Improving Wake-Up-Word and General Speech Recognition Systems
Abstract
Automatic Speech Recognition (ASR), a technology that allows a machine to recognize the
utterances spoken into a microphone by a person and then converts it to text, is commonly
used for different types of applications, such as command and control systems, personal
assistant systems, medical systems, disabilities systems, dictation systems, telephony
systems, and embedded applications. Due to its extensive use, interest in ASR technology
has surged among inventors and researchers alike. They have worked diligently to improve
the performance of the ASR systems by developing several techniques or approaches in
different aspects,such as enhancing features, training an acoustic model, enhancing language
model methodology, and improving decoding methodology. Many techniques have focused
on improving the accuracy of speech recognition in General Automatic Speech Recognition
(General ASR) systems, which are better known as Large Vocabulary Continuous Speech
Recognition (LVCSR). Some other approaches have focused on Wake-Up-Word ASR
systems (WUW ASR), which are similar to keyword spotting.
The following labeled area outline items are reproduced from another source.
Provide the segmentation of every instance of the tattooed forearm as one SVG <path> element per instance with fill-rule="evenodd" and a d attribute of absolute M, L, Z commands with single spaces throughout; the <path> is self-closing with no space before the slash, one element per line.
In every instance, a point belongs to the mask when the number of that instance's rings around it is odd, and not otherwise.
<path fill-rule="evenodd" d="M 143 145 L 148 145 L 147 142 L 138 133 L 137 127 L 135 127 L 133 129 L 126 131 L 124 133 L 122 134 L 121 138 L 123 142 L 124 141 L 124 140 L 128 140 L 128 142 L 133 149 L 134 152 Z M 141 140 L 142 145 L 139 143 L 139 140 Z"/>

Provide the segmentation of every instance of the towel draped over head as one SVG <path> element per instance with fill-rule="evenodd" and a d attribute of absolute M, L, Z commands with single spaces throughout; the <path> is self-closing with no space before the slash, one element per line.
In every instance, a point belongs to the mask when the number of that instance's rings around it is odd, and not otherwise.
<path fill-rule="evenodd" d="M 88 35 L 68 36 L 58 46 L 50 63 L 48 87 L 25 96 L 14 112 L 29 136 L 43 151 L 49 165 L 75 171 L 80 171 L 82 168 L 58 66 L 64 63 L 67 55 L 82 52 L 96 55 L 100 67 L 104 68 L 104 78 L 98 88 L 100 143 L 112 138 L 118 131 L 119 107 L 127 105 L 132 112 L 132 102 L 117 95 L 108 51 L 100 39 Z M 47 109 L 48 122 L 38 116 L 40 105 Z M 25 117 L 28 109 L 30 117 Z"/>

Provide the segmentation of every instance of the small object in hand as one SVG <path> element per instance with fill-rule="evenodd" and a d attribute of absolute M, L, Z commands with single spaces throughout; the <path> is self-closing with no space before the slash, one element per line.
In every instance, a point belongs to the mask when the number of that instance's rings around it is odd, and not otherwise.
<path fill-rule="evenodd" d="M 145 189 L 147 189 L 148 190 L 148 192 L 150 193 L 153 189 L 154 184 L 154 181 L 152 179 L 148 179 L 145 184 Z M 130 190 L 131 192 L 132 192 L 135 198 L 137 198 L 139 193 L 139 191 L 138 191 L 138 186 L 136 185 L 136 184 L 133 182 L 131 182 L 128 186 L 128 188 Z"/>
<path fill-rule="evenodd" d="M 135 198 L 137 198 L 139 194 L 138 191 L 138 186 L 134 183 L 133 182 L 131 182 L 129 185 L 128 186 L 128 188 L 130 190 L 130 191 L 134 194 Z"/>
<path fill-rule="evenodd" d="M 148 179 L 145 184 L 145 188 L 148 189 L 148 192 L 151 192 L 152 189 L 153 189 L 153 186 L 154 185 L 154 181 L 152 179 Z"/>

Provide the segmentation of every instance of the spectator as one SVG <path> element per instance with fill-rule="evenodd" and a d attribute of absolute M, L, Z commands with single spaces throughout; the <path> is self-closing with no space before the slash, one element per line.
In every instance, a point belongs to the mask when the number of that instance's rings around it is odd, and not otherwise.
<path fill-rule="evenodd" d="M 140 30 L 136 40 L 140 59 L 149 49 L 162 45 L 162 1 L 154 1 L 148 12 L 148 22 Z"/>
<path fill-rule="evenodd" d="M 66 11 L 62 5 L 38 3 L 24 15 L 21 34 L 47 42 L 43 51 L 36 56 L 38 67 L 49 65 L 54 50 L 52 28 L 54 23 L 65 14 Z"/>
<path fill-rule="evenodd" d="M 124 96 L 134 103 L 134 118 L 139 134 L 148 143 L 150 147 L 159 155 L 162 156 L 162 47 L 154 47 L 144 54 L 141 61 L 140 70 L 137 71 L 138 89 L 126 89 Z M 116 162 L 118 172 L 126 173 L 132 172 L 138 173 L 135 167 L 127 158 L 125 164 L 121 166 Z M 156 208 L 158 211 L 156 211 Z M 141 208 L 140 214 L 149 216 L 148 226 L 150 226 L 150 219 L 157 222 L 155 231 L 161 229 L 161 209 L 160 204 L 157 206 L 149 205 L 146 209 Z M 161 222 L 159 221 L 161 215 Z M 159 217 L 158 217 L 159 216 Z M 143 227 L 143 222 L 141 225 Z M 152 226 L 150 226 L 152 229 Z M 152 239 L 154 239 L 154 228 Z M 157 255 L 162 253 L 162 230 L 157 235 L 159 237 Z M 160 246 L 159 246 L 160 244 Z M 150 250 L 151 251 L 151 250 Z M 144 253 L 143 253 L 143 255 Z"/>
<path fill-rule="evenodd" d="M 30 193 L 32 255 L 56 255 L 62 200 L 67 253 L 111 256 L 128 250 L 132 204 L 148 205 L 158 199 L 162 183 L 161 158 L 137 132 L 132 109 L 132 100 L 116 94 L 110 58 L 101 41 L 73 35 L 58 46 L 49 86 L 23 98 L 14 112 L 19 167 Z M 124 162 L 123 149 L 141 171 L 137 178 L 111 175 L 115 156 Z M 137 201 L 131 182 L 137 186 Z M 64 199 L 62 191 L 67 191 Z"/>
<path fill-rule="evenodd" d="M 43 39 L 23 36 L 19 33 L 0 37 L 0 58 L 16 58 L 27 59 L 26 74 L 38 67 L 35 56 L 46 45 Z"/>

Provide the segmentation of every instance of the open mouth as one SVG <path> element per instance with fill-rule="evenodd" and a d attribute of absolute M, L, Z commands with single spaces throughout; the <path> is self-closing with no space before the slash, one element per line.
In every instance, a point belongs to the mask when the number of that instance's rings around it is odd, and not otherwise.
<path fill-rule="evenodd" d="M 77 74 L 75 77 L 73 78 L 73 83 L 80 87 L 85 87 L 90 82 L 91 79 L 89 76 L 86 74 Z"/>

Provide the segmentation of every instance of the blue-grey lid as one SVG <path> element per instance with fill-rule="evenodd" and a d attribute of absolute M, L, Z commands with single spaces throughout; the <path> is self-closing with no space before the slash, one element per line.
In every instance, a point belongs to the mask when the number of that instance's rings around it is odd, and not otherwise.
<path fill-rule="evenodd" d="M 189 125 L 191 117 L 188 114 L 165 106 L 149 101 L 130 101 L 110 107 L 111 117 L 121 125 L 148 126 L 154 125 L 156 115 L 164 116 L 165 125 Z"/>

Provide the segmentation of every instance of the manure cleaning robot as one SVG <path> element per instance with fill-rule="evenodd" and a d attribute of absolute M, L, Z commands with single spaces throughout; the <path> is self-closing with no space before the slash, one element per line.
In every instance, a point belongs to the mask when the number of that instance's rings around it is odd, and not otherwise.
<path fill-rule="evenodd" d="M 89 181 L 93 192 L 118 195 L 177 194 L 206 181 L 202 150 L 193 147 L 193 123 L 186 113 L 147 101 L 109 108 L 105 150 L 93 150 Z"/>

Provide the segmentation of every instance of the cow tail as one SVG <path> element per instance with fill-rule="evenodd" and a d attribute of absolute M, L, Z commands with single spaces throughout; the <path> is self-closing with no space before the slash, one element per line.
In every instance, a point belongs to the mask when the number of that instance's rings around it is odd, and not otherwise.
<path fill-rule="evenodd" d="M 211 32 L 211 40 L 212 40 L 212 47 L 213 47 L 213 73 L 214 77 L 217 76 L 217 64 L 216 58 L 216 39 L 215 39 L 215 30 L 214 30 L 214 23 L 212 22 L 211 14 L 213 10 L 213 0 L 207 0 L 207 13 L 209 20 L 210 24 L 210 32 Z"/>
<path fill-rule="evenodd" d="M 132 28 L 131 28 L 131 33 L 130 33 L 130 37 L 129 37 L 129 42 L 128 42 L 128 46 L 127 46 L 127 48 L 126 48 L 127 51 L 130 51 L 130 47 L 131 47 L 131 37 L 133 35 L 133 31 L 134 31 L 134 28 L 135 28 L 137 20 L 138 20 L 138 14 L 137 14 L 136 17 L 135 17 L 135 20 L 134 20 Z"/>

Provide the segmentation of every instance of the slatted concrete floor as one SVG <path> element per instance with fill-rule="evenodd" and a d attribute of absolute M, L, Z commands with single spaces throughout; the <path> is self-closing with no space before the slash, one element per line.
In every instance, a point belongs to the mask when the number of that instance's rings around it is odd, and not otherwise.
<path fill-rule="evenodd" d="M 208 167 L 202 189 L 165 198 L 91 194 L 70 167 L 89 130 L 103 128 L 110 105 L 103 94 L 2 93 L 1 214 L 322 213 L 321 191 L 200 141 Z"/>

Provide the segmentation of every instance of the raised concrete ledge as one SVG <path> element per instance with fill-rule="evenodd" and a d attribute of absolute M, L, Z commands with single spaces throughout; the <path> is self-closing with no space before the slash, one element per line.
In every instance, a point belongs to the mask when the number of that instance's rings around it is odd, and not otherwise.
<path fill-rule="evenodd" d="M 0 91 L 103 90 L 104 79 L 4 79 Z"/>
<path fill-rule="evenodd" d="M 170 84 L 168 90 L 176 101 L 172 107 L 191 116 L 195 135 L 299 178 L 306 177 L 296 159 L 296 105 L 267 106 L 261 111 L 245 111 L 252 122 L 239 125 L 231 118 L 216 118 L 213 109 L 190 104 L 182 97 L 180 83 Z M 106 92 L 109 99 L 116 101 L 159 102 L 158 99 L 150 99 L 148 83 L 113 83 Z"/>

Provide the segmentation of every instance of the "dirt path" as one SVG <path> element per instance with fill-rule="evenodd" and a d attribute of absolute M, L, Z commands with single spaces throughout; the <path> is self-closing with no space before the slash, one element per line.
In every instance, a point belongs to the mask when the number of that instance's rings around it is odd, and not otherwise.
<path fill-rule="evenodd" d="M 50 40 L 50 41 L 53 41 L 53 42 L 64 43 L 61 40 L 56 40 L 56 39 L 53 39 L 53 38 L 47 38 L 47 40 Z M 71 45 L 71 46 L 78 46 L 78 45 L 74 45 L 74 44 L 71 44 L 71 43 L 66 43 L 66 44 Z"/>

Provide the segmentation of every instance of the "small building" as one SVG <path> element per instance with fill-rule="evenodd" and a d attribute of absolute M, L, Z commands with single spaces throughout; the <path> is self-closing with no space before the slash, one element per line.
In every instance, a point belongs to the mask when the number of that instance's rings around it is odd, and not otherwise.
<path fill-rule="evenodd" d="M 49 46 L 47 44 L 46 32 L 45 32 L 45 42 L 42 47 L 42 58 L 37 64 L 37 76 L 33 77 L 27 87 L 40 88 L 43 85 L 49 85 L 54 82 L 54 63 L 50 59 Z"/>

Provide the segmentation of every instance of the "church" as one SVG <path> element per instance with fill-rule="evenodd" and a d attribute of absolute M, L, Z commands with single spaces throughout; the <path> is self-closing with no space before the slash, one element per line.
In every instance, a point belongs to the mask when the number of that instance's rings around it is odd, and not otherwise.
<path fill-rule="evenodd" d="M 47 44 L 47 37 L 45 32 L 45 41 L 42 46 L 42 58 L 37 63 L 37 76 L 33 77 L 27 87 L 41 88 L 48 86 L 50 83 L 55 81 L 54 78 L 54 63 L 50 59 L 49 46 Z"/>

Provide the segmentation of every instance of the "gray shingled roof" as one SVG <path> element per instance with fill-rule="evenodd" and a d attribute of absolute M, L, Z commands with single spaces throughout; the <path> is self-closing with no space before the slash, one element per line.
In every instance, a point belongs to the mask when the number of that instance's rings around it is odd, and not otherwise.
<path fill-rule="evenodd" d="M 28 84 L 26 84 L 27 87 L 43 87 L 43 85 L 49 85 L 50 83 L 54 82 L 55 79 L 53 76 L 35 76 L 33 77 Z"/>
One important aspect of
WUW ASR systems is the ability to discriminate the specific word or phrase used only in an
alerting context and not in others, such as referential contexts. For example, when a user
speaks a word like “Car'' in the sentence "Car, show me the camera?'' the word “Car” is used
in the altering context. The word "Car" is used in referential context when used in the
sentence, “Every car should have a speaker”. It is difficult to determine, in real-time, if the
user is speaking to the Car or about the Car. In other words, the WUW ASR system should
be able to discriminate if the user is speaking to the recognizer or not. Most companies that
produce ASR systems have focused on improving the speech recognition accuracy in General ASR systems without improving the speech recognition accuracy in WUW ASR
systems. Recently, the WUW ASR system has come to the forefront of speech recognition
with the advent of voice-assist technologies such as Microsoft Cortana, Amazon Alexa,
Apple Siri, and Google Assistant. All of these companies have started to focus on the WUW
ASR systems to improve the WUWs that activate their devices and applications for
interaction with the users.
This dissertation focuses on the design and implementation of a whole ASR system that can
work in both the WUW and General ASR systems with high accuracy. The new ASR system
will be used to solve one of the biggest problems that speech recognition technology faces,
which is how to discriminate between the uses of a word or phrase in an alerting versus a
referential context and using General ASR systems with high accuracy. By using this
paradigm, the accuracy of commands that are used to interact with machines, such as one
word or an entire sentence, will improve and be able to reach high accuracy. Moreover, due
to the increasing number of different speech commands, this model will be able to reduce
the number of false alarms in the devices and applications that use the speech commands.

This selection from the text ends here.